Jennifer Yuh’s Kung Fu Panda 2, an exquisite looking but substantially hollow sequel to the smash hit from 2008, only exists to rehash conflicts of identity and personality tormenting panda bear Dragon Warrior Po (voiced by Jack Black). While the first film dealt with Po’s ascension to the top of the kung-fu ladder, Yuh’s film examines another sort of origin story: Po’s traumatic childhood. The immergence of Lord Shen (Gary Oldman), a deadly Peacock looking to rule all of China, brings up the secrets of Po’s past. As with his relationship with kung fu in the first film, realizations about his youth establish a similar character arc for Po where self-confidence and fulfilling your destiny are one in the same.
All the familiar characters are back, including Tigress (Angelina Jolie), Mantis (Seth Rogen), Monkey (Jackie Chan), and Crane (David Cross). Despite their obvious importance to Po’s success as a fighter, these characters are completely pushed to the background, so as not to take the spotlight away from our hero’s listless search for the truth. The makeshift screenplay by Jonathan Aibel and Glenn Berger plants viewer-friendly references to Hong Kong cinema while ignoring the more glaring inconsistencies in character development. Each dialogue scene, which establishes a redundant cause-and-effect momentum, becomes a carbon copy of the previous one. Kung Fu Panda 2 works best when it moves forward in exciting bursts of action, yet most of its forgettable duration is stricken with lengthy exposition.
Much like the original, Kung Fu Panda 2 contains a colorful and layered production design that recreates ancient Chinese cities and natural settings with a pristine attention to detail.
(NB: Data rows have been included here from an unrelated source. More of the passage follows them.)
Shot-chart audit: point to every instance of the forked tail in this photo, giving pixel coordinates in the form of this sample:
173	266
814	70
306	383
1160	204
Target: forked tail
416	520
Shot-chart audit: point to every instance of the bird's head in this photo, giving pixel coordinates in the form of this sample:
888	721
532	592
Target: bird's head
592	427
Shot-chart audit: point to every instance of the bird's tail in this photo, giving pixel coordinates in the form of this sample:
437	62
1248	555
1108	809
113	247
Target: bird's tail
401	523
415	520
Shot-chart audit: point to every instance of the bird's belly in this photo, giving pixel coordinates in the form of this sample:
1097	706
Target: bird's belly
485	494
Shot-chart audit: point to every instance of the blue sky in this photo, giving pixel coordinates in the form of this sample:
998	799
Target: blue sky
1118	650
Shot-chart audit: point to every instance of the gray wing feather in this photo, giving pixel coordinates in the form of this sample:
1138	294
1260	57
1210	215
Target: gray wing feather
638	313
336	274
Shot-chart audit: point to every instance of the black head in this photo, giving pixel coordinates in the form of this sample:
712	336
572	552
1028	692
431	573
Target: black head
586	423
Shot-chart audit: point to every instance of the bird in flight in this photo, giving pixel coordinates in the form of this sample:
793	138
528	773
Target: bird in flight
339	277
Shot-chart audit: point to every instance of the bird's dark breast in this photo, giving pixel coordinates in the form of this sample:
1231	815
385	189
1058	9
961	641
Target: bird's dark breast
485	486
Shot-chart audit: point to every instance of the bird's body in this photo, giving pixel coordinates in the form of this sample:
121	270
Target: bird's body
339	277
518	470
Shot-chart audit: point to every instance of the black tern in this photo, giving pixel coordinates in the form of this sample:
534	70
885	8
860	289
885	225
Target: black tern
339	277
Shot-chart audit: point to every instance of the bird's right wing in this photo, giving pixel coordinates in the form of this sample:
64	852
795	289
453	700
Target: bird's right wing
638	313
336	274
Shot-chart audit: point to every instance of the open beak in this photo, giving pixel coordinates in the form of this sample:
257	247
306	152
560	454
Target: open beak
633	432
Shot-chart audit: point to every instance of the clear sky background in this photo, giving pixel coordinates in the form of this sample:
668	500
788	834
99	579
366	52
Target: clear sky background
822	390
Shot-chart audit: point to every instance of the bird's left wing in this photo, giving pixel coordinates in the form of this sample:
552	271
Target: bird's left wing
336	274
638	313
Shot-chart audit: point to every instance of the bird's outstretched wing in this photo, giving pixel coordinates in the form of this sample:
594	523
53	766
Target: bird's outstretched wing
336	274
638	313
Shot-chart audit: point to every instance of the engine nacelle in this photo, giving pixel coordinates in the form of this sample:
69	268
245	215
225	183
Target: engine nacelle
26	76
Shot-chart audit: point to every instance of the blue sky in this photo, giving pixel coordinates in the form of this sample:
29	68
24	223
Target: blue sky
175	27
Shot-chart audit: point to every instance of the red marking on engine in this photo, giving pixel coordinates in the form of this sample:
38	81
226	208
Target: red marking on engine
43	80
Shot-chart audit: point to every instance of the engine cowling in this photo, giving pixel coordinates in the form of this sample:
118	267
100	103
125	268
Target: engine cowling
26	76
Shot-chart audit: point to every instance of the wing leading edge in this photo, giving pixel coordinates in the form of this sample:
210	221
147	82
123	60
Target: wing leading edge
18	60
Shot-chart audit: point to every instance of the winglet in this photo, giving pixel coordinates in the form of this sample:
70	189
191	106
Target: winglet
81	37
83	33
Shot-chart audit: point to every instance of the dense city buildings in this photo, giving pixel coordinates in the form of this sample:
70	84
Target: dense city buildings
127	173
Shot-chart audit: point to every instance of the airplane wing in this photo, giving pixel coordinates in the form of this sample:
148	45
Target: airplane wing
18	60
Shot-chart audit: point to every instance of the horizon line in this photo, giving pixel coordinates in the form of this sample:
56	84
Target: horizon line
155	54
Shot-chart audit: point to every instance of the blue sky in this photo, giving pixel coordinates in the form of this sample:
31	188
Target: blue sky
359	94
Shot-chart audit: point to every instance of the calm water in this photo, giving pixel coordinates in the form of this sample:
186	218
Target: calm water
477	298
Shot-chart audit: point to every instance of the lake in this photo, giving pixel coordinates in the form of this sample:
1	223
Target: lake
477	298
We get an excellent sense of time and place when Po and company assault Lord Shen’s hideout, and the kinetic kung fu is one of the highlights of the film. Interestingly, Kung Fu Panda 2 doesn’t feel like a rush job like many sequels. There’s an attention to the nuances of texture that shows how much time the technicians spent on creating the dynamic visual aesthetic.
By the end, Po experiences some of the same recycled epiphanies from the first film, sans their emotional panache. Familiar territory like this is frustrating, and in the grand scheme of things unoriginality merely feeds the opening box office receipts. After that moment, Kung Fu Panda 2 will quickly fade from memory. Po may be the Dragon Warrior, but his victories sure feel fixed.